It’s good to know the White Sox can accept notes.
Just like Friday afternoon, the White Sox came away victorious. Just like Friday afternoon, the White Sox once again scored four runs through nine innings at Wrigley Field via two runs early, then two runs later via the long ball.
But this time they shaved off the completely extraneous 77 minutes that bloated the final few frames of Friday’s game, and the result was a far tauter viewing experience.
Carlos Rodón picked up where Lance Lynn left off, throwing five dominant innings and striking out 11. He looked rejuvenated from his few extra days of rest, but Tony La Russa still played it carefully. When Rodón needed a little more effort to close out the fourth and fifth innings, he ended up pulling Rodón after a leadoff walk.
Just like Friday, Michael Kopech, Aaron Bummer and Craig Kimbrel handled the bridge to the ninth. This time Kopech stranded the inherited runner, keeping runners frozen on the corners with a popout and a groundout. Aaron Bummer handled the seventh by himself, and this time Craig Kimbrel pitched a 1-2-3 eighth, striking out two after starting with a loud flyout to center.

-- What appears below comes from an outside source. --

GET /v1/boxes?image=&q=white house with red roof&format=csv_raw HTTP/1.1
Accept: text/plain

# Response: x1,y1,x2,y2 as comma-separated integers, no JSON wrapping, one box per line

With the lead swelling to four and the bullpen holding the margin, Ryan Tepera closed it out instead. Maybe you’d prefer to have a pyrotechnic climax of a Liam Hendriks save, but it’s better to have too little tension than too much.

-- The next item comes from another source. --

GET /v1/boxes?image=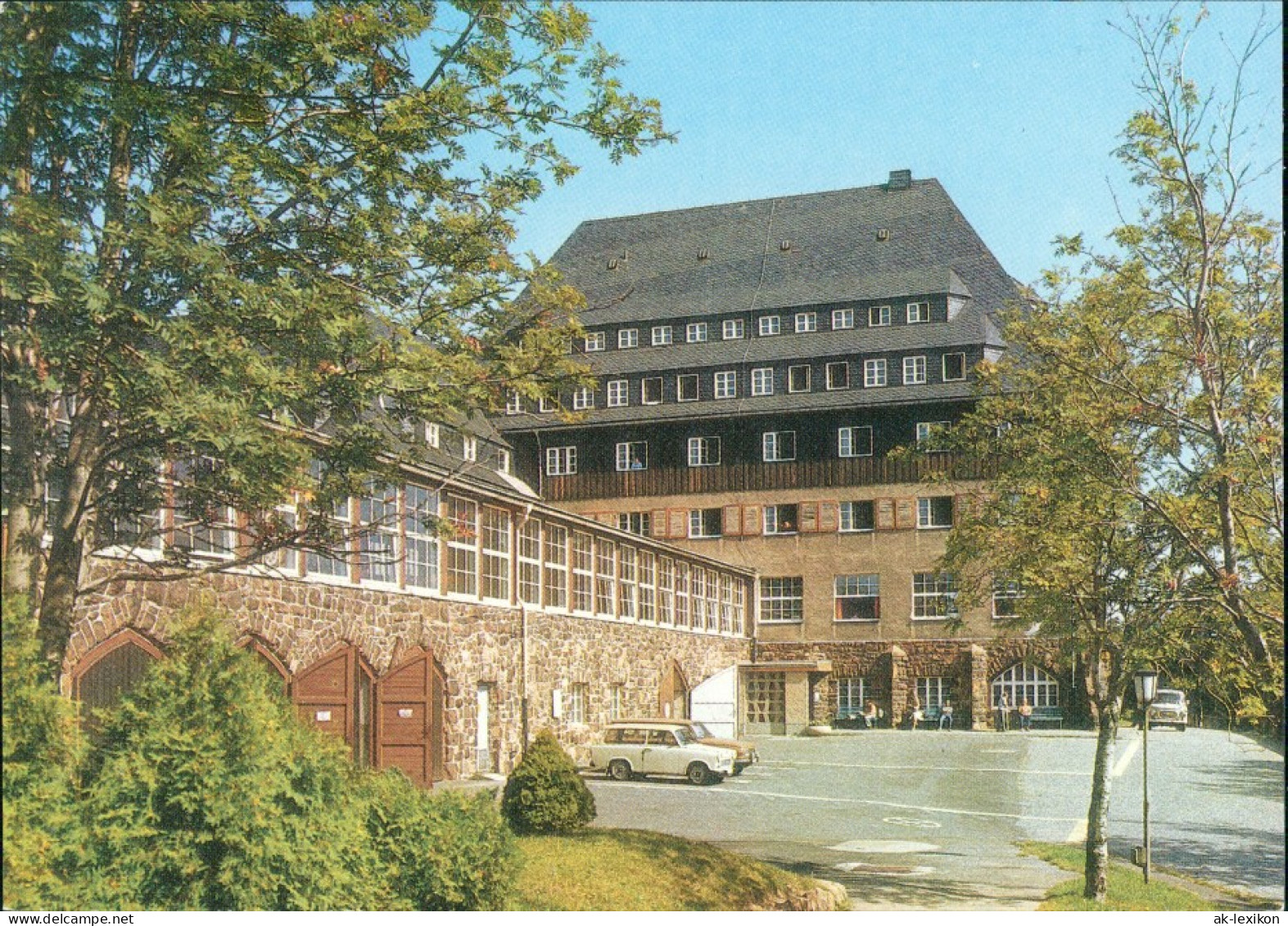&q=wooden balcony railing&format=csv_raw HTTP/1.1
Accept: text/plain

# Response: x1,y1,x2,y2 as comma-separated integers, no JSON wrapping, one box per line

It seemed like the White Sox offense had a larger cushion in mind when they greeted Adbert Alzolay with two runs in the first. César Hernández poked a single through the hole on the shifted left side, Eloy Jiménez beat out a dribbler down the third-base line for his own infield single, and Yoán Moncada drove both in with a ringing double off the wall in left center.

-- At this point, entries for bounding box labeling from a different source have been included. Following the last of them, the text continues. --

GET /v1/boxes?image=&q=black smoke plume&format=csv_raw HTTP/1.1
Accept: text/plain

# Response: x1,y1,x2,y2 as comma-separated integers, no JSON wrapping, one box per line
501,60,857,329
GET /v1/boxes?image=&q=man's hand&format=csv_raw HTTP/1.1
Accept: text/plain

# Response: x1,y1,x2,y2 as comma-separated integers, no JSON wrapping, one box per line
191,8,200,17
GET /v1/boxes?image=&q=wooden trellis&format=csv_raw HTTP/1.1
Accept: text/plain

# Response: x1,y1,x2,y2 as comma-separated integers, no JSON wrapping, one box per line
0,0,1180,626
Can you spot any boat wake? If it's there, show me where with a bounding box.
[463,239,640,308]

Alas, Alzolay settled in and the White Sox didn’t score again until the eighth inning, when Hernández and Abreu went back-to-back off Trevor Megill.
Rodón needed no larger margin. He hit the mound with a livelier fastball and didn’t really relent, throwing it for 59 of his 78 pitches, getting 12 of his 19 swinging strikes. His slider also generated six whiffs on eight swings, and not a single one of the 25 was put into play, so the combination allowed him to shelve the changeup.
A third pitch might’ve been helpful in starting a third time through, but the at-bats grew longer over the course of a hot and humid afternoon. After a 23-pitch fifth and a six-pitch walk to open the sixth, Tony La Russa called for Kopech, who this time kept the game scoreless. The other three relievers followed suit.
*Hernández is now hitting .345/.457/.552 over his first eight games with the Sox.
*The White Sox didn’t walk once while striking out nine times, but the Cubs struck out 17 times against two walks.